Cross-compiling TensorFlow for the Raspberry Pi

raspberriesPhoto by oatsy40

I love the Raspberry Pi because it’s such a great platform for software to interact with the physical world. TensorFlow makes it possible to turn messy, chaotic sensor data from cameras and microphones into useful information, so running models on the Pi has enabled some fascinating applications, from predicting train times, sorting trash, helping robots see, and even avoiding traffic tickets!
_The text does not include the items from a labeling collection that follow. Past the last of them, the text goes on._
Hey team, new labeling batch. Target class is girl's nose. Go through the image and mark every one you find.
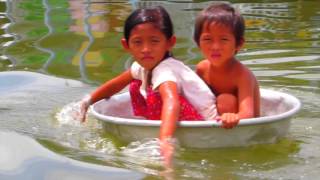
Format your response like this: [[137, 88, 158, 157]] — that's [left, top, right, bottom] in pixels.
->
[[211, 42, 220, 50], [142, 43, 150, 53]]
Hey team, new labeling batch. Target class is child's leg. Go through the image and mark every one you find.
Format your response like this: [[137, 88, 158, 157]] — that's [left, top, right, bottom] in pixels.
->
[[217, 93, 238, 115]]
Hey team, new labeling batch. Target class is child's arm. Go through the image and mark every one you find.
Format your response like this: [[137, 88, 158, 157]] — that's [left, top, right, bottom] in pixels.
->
[[238, 70, 257, 119], [220, 69, 259, 129], [80, 70, 133, 122], [159, 81, 180, 167], [90, 69, 133, 104]]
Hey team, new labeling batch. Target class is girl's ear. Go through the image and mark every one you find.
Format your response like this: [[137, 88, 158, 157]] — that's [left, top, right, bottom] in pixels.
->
[[236, 38, 246, 52], [121, 38, 129, 50], [169, 36, 177, 49]]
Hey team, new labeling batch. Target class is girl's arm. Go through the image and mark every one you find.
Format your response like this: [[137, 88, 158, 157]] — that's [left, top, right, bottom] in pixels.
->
[[79, 70, 133, 122], [159, 81, 180, 140], [238, 71, 256, 119], [90, 69, 133, 104], [159, 81, 180, 168]]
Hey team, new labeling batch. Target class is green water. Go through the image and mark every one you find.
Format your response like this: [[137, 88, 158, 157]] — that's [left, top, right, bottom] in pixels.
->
[[0, 0, 320, 179]]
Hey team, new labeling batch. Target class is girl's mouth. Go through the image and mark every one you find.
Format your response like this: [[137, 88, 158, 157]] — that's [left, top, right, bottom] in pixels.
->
[[211, 53, 221, 59]]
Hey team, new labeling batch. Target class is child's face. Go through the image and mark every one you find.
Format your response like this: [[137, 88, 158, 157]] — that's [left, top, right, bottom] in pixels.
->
[[199, 22, 242, 65], [122, 23, 175, 70]]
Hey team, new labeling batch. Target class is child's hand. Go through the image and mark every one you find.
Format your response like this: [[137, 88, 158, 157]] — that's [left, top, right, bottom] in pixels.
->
[[219, 113, 240, 129], [160, 139, 174, 169], [79, 96, 91, 122]]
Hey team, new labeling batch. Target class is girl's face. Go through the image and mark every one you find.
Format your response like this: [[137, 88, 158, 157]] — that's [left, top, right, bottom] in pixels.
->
[[121, 23, 176, 70], [199, 22, 243, 65]]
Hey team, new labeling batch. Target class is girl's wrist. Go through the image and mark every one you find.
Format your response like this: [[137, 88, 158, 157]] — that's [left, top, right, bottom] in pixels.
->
[[82, 95, 91, 106]]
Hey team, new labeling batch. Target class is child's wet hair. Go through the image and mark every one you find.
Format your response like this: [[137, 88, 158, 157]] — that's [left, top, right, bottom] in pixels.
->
[[124, 6, 173, 42], [193, 2, 245, 46]]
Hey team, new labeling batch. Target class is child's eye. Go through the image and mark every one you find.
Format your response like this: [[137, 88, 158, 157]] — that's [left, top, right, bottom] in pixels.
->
[[201, 37, 211, 41], [151, 39, 160, 44], [132, 40, 141, 45], [221, 38, 229, 41]]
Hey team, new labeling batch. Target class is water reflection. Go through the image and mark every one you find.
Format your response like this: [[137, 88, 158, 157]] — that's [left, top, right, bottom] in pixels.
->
[[0, 0, 320, 179]]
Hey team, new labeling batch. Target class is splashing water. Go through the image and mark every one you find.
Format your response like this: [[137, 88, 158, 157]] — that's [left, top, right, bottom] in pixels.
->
[[55, 102, 85, 126]]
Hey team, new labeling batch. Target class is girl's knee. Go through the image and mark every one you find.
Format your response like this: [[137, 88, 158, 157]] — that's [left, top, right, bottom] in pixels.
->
[[217, 93, 238, 114]]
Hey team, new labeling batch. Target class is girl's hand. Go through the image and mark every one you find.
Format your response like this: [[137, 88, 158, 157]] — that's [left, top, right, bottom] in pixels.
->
[[79, 96, 91, 122], [219, 113, 240, 129], [160, 138, 174, 169]]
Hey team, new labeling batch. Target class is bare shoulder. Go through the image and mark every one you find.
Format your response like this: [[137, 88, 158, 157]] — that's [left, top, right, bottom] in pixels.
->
[[196, 60, 210, 75], [237, 62, 256, 79]]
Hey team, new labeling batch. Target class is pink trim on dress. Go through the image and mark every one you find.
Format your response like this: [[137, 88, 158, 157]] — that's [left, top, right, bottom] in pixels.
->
[[129, 79, 204, 121]]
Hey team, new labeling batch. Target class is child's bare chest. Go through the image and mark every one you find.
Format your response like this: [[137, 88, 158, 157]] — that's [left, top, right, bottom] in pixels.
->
[[207, 71, 237, 95]]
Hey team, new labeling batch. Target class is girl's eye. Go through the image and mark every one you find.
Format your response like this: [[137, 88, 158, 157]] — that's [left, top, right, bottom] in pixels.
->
[[132, 40, 141, 45], [201, 37, 211, 41], [151, 39, 160, 44]]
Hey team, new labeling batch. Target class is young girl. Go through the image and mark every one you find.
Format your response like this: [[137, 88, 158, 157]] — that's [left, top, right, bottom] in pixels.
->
[[194, 3, 260, 128], [81, 6, 217, 167]]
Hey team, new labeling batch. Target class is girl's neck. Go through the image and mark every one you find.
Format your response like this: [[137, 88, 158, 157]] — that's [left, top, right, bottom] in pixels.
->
[[210, 58, 237, 72]]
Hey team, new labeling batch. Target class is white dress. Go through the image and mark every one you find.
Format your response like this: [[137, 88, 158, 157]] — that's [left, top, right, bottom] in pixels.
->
[[131, 57, 217, 120]]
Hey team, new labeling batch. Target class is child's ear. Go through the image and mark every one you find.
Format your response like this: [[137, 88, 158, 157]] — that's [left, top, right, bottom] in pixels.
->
[[237, 38, 246, 52], [169, 36, 177, 49], [121, 38, 129, 50]]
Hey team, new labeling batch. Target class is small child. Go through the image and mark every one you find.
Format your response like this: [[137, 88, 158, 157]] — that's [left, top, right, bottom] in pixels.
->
[[80, 6, 217, 166], [194, 3, 260, 128]]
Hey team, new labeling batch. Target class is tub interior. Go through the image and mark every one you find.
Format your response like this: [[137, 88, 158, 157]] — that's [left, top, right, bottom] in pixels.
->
[[93, 89, 297, 119]]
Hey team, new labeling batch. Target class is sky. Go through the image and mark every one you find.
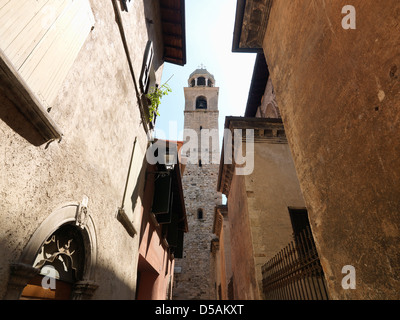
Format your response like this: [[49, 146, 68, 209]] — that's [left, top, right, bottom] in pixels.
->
[[155, 0, 256, 140]]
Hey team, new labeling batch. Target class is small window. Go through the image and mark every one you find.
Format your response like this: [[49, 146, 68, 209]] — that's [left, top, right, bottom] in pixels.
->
[[196, 96, 207, 109], [122, 0, 133, 12], [197, 77, 206, 86]]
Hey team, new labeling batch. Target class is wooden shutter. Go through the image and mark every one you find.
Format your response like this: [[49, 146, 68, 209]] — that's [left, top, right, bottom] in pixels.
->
[[0, 0, 94, 107], [152, 174, 172, 215]]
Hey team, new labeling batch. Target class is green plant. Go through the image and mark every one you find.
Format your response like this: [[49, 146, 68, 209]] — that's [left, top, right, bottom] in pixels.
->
[[147, 80, 172, 122]]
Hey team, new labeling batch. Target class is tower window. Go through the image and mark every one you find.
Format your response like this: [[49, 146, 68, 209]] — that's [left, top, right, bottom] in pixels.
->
[[197, 209, 204, 220], [197, 77, 206, 86], [196, 96, 207, 109]]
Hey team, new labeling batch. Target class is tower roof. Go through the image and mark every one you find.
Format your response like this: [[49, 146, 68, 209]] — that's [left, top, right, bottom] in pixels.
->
[[189, 67, 215, 80]]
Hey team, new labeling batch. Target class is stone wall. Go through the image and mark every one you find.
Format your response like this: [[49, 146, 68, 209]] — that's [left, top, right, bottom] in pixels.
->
[[263, 0, 400, 299], [174, 164, 222, 300]]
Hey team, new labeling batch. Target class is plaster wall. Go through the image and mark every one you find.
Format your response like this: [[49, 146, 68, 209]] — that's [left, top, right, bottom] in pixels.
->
[[0, 1, 163, 299], [263, 0, 400, 299]]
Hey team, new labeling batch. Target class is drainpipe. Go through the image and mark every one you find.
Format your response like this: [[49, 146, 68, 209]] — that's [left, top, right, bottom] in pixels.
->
[[112, 0, 149, 134], [117, 137, 137, 238]]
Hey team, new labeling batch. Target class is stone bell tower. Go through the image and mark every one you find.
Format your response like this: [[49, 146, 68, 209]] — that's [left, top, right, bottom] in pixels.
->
[[173, 67, 222, 300]]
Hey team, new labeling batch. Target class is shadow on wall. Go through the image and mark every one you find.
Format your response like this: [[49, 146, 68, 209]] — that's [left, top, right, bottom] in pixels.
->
[[0, 91, 46, 147]]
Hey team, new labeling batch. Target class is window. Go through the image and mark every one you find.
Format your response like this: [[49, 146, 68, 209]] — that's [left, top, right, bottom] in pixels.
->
[[196, 96, 207, 109], [122, 0, 133, 11], [197, 77, 206, 86], [197, 209, 204, 220]]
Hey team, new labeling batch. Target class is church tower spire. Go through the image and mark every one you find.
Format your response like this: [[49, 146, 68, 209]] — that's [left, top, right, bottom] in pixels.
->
[[174, 65, 222, 300]]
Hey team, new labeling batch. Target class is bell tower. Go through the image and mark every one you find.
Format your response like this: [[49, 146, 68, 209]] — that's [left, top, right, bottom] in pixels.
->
[[173, 66, 222, 300]]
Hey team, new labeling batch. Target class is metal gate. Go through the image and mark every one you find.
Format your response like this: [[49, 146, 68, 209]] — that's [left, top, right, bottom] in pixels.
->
[[262, 227, 329, 300]]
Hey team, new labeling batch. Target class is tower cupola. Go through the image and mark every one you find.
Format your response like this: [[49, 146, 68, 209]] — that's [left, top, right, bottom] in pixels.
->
[[188, 65, 215, 87]]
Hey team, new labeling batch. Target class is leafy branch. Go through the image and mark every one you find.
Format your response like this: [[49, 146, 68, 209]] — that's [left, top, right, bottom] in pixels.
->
[[147, 76, 172, 122]]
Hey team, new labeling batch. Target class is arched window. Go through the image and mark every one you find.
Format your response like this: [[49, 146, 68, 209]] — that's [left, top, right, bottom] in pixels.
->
[[196, 96, 207, 109], [197, 209, 204, 220]]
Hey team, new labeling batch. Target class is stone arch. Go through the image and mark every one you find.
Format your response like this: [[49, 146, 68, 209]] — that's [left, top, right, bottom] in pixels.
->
[[196, 96, 207, 109], [5, 203, 98, 300]]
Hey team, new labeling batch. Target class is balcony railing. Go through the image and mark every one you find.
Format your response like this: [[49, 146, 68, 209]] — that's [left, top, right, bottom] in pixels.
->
[[262, 228, 329, 300]]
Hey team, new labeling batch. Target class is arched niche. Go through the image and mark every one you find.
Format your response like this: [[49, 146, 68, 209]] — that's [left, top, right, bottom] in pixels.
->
[[5, 203, 98, 300]]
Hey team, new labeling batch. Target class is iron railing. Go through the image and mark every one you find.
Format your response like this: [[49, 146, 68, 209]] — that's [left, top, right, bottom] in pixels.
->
[[262, 228, 329, 300]]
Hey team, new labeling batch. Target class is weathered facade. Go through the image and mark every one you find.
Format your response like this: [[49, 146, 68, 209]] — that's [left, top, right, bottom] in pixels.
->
[[174, 69, 222, 300], [0, 0, 185, 299], [233, 0, 400, 299]]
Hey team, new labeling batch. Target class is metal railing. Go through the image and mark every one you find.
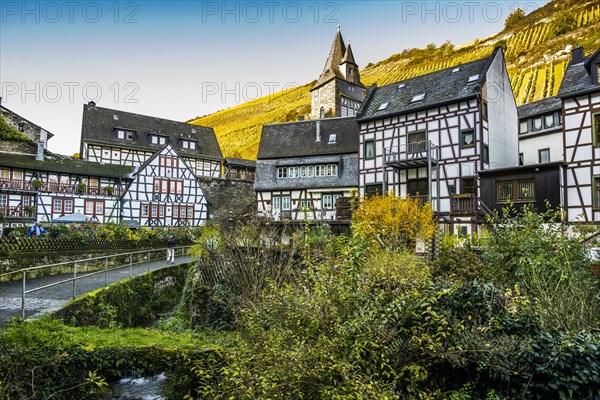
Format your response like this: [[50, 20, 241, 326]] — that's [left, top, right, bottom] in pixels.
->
[[0, 246, 192, 319]]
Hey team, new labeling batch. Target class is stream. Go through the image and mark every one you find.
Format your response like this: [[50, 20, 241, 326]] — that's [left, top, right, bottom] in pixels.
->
[[104, 374, 165, 400]]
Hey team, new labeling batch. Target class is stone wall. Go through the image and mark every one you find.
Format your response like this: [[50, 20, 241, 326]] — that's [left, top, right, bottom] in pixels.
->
[[200, 179, 257, 227]]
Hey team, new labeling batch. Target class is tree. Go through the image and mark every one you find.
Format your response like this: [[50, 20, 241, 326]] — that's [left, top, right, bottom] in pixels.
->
[[352, 193, 435, 248], [504, 8, 525, 29]]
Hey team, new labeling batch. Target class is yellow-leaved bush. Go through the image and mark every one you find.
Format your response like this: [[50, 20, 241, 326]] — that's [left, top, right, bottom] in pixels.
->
[[352, 193, 435, 247]]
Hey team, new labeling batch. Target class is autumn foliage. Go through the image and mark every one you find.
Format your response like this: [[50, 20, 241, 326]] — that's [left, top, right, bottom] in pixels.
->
[[353, 193, 435, 248]]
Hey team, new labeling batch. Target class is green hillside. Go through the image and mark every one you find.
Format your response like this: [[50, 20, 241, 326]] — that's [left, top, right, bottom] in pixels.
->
[[191, 0, 600, 159]]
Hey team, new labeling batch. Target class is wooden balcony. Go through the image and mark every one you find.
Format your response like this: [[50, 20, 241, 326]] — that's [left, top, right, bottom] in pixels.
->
[[0, 178, 121, 197], [383, 140, 439, 169], [450, 193, 479, 215]]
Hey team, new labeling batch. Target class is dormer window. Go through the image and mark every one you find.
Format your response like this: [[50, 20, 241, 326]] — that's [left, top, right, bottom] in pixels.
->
[[181, 139, 196, 150], [410, 93, 425, 103], [117, 129, 134, 140], [150, 135, 167, 145]]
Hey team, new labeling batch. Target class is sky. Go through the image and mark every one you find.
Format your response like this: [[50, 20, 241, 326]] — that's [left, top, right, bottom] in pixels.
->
[[0, 0, 547, 155]]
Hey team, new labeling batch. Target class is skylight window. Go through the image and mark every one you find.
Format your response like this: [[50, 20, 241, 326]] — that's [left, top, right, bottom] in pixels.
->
[[410, 93, 425, 103]]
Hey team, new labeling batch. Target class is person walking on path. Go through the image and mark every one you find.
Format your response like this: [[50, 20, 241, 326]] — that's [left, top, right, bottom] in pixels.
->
[[167, 236, 175, 264], [27, 222, 48, 237]]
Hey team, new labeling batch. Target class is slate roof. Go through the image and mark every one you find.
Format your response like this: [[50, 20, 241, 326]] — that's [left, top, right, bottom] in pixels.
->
[[517, 96, 562, 119], [0, 153, 133, 179], [558, 49, 600, 97], [357, 48, 502, 122], [81, 104, 223, 160], [258, 117, 359, 160]]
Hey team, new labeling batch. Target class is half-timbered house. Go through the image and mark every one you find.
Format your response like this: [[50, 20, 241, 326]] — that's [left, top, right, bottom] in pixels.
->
[[558, 47, 600, 222], [0, 153, 133, 227], [357, 48, 518, 231], [518, 97, 564, 165], [122, 144, 208, 226], [254, 117, 358, 220], [80, 102, 223, 178]]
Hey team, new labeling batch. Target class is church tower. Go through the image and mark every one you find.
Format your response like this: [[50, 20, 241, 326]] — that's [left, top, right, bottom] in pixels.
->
[[310, 26, 366, 119]]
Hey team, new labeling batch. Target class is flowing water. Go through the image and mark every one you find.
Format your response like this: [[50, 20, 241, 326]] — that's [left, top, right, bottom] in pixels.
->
[[104, 374, 165, 400]]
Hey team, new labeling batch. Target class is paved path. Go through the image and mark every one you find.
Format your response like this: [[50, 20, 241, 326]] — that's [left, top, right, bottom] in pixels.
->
[[0, 256, 191, 326]]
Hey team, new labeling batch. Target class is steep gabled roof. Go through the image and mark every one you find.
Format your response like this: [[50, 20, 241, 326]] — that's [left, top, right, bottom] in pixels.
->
[[558, 49, 600, 97], [0, 153, 133, 179], [81, 104, 223, 160], [517, 96, 562, 119], [358, 48, 501, 122], [258, 117, 359, 160]]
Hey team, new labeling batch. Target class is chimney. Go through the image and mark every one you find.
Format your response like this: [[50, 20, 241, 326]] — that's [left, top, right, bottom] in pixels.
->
[[571, 46, 584, 65], [35, 140, 44, 161], [315, 120, 321, 142]]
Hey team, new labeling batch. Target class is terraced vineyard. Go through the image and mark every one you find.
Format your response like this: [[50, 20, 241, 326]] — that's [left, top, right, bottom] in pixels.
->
[[191, 0, 600, 159]]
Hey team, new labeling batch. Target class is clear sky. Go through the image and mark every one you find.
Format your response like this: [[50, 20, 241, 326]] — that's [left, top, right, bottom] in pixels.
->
[[0, 0, 547, 155]]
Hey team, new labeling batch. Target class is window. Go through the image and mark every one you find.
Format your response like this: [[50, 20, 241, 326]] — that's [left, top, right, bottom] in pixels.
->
[[519, 121, 527, 133], [460, 129, 475, 148], [365, 183, 383, 197], [538, 149, 550, 164], [154, 178, 183, 194], [410, 93, 425, 103], [315, 165, 327, 176], [150, 135, 167, 145], [142, 204, 165, 218], [407, 131, 427, 153], [52, 198, 73, 214], [117, 129, 134, 140], [461, 178, 477, 194], [85, 200, 104, 215], [592, 113, 600, 146], [496, 178, 535, 202], [481, 100, 488, 121], [171, 205, 194, 219], [181, 140, 196, 150], [327, 164, 337, 176], [596, 176, 600, 209], [364, 140, 375, 160]]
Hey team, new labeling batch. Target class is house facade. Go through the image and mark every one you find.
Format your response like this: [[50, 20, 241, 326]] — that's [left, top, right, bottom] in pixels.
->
[[254, 117, 358, 221], [358, 48, 518, 233], [558, 47, 600, 222], [80, 102, 223, 178]]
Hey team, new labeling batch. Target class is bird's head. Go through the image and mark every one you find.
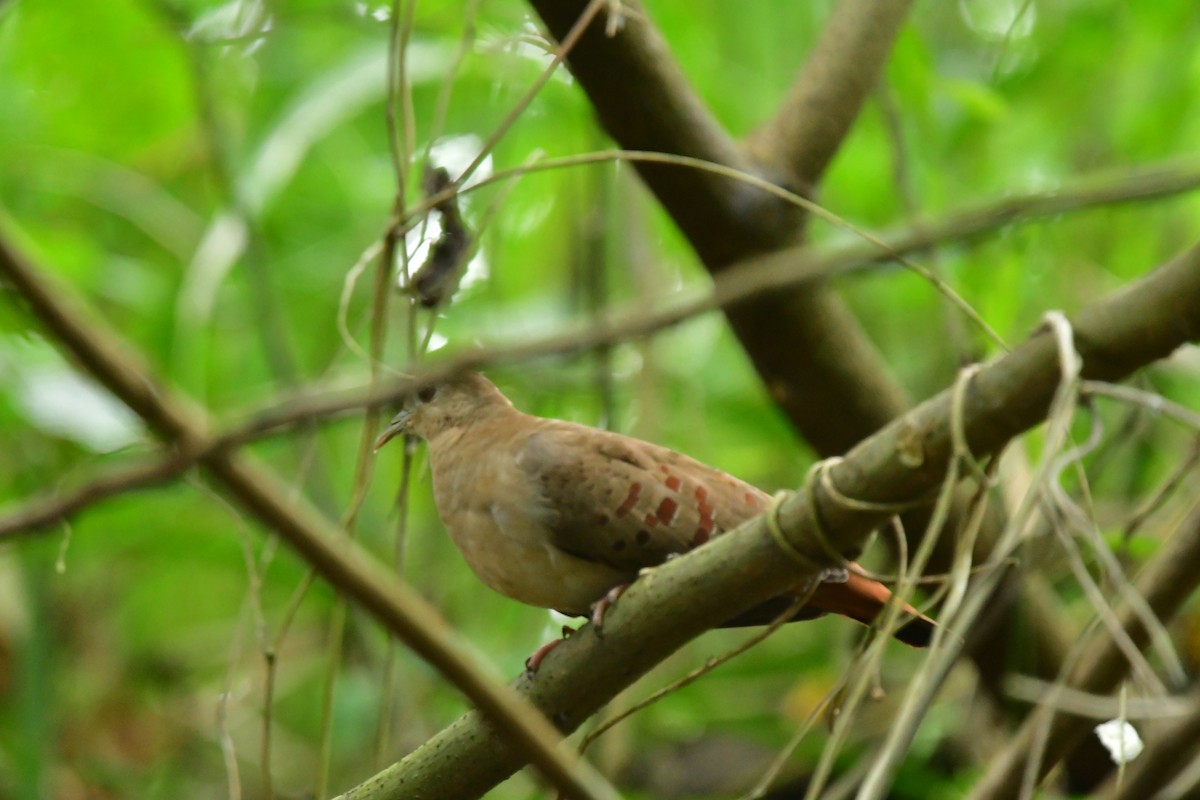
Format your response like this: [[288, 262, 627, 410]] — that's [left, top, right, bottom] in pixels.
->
[[374, 372, 512, 450]]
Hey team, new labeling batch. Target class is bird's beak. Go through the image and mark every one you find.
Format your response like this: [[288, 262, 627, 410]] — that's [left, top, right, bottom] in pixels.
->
[[374, 408, 413, 451]]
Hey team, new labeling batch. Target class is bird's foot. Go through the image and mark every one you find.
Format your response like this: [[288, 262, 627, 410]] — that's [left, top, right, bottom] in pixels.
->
[[526, 625, 575, 674], [592, 583, 629, 633]]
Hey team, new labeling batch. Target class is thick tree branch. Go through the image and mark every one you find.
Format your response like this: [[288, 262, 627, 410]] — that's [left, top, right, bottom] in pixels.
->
[[748, 0, 912, 186], [344, 241, 1200, 800], [0, 224, 616, 798]]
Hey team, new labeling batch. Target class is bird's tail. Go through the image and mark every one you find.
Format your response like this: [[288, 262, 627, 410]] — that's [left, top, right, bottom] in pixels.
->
[[805, 571, 937, 648]]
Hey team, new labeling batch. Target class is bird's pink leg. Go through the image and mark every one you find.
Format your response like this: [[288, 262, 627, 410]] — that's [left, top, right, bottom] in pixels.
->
[[526, 625, 575, 673], [592, 583, 629, 630]]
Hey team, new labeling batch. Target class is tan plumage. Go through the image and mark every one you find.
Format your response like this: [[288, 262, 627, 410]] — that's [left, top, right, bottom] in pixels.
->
[[377, 374, 932, 646]]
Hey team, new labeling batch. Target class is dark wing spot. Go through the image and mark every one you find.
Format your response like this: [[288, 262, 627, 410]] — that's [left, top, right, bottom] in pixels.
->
[[617, 483, 642, 517]]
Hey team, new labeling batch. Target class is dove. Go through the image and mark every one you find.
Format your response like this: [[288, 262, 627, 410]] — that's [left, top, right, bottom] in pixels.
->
[[376, 373, 934, 668]]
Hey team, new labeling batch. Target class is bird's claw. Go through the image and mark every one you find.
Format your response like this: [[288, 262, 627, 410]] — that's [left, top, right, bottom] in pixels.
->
[[592, 583, 629, 633], [526, 625, 575, 674]]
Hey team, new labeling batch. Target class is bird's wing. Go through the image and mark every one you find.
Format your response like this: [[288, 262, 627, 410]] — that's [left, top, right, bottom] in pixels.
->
[[517, 420, 770, 573]]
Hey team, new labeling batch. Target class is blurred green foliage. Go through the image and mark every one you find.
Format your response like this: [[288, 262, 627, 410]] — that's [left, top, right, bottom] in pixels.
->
[[0, 0, 1200, 799]]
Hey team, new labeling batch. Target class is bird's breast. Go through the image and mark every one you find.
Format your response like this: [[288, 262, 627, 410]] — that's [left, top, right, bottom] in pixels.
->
[[433, 441, 634, 614]]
It’s never been easy to get TensorFlow installed on a Pi though. I had created a makefile script that let you build the C++ part from scratch, but it took several hours to complete and didn’t support Python. Sam Abrahams, an external contributor, did an amazing job maintaining a Python pip wheel for major releases, but building it required you to add swap space on a USB device for your Pi, and took even longer to compile than the makefile approach. Snips managed to get TensorFlow cross-compiling for Rust, but it wasn’t clear how to apply this to other languages.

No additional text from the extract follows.